Historic landmarks and churches feature snarling, hungry gargoyles ready to pounce on any evil interlopers who dare to venture near.
A Better Lump Of Coal
Santa’s gifts of coal do not foretell good fortune. Some people, however, voluntarily lug around coal lumps to shield themselves from rotten influences. Then again, 19th Century robbers also crept around with pockets of coal to ensure a clean getaway.
First Comes Safety, Then Comes Kissing
If people catch themselves under the mistletoe today, they may gleefully pause or run like stink, depending on who is in the vicinity. Mistletoe was not always about kissing. Originally, it was hung in the doorway to repel forces of doom.
Drums And Clappers
From Africa to Asia, percussive banging has been used to chase away evil.

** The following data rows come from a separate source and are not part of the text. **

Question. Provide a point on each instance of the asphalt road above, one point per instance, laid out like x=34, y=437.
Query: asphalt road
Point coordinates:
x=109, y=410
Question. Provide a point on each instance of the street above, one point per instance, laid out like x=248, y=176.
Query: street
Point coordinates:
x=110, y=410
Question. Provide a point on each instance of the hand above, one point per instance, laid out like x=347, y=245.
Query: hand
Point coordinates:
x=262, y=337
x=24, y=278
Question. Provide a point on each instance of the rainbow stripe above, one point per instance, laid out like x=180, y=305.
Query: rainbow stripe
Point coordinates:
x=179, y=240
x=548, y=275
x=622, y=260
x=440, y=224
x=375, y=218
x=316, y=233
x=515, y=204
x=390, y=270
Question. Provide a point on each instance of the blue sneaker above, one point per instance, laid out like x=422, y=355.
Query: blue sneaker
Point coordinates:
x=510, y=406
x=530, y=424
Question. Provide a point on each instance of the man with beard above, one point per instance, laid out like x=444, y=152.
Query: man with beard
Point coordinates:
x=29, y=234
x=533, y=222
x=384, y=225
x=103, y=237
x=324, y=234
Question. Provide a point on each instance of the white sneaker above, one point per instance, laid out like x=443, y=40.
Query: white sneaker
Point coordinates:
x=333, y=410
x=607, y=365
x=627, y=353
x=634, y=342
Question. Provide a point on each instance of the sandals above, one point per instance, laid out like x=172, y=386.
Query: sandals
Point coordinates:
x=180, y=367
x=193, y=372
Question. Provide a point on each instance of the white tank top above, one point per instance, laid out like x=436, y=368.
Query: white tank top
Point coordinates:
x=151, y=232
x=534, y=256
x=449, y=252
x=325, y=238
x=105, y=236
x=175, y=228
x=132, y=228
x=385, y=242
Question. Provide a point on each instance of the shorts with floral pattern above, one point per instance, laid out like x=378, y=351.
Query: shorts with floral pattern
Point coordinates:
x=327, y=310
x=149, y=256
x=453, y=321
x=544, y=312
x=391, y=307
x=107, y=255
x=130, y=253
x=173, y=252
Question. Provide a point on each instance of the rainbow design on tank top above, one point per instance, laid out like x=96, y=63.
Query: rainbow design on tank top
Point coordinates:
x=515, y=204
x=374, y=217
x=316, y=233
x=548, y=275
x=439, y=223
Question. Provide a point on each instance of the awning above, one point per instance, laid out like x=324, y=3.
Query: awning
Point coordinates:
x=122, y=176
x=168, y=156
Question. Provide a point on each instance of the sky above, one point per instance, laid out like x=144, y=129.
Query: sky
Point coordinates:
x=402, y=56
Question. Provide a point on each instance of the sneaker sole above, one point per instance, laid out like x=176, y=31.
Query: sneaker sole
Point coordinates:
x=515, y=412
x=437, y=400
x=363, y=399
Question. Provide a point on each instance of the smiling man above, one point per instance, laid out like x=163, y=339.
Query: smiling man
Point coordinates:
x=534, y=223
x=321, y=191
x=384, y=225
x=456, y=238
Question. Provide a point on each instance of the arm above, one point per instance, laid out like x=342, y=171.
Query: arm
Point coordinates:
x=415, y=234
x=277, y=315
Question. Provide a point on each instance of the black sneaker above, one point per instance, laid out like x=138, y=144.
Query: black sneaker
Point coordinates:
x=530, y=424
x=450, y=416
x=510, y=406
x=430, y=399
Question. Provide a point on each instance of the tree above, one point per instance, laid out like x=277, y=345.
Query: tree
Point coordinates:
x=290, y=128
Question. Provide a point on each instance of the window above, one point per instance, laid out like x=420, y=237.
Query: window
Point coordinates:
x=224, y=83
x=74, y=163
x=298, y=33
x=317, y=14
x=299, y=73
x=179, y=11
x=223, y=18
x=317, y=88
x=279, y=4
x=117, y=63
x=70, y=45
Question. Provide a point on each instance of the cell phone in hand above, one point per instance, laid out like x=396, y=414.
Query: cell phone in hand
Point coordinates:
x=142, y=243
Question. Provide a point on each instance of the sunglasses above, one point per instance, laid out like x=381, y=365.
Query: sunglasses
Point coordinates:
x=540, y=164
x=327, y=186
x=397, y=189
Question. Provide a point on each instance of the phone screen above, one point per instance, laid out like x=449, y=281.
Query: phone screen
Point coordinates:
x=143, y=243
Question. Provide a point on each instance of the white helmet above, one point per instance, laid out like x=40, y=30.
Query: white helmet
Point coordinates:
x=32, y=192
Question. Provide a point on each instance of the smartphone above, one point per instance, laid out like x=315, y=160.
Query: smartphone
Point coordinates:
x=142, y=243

Many are still disciplined in keeping their front doorsteps swept clean in order to break the path of evil. A broom is stored near the door for quick access and symbolic protection.
Round holiday time, you’ll see festive garlands hanging off doors, mantelpieces and hooks. Whether crafted of fennel, mugwort, burdock, garlic, jasmine or pine, garlands were originally strung across the door to fend off nasty creatures and protect the home.
Bits of Birch
People and cows wore birch twigs to scare away wicked witches. Rosemary and St. John’s wort were considered similarly protective.
No one is advocating half-finished DIY messes all about the house. Some believe, however, that you should leave one task not quite done so as to stop fiends from barging in to undo all of your hard work.
Cover Your Mouth
No, strangers don’t want to see your tonsils or remnants of the lunch you so savoured. But, our forebears didn’t hide their yawns to be polite. Hands quickly flew to gaping mouths to prevent evil spirits from rushing in.
Whistle and Snap
If you must whistle while you work, then you better snap your fingers at the same time. This snapping is said to scare off the goblins who might otherwise be summoned by your whistling call.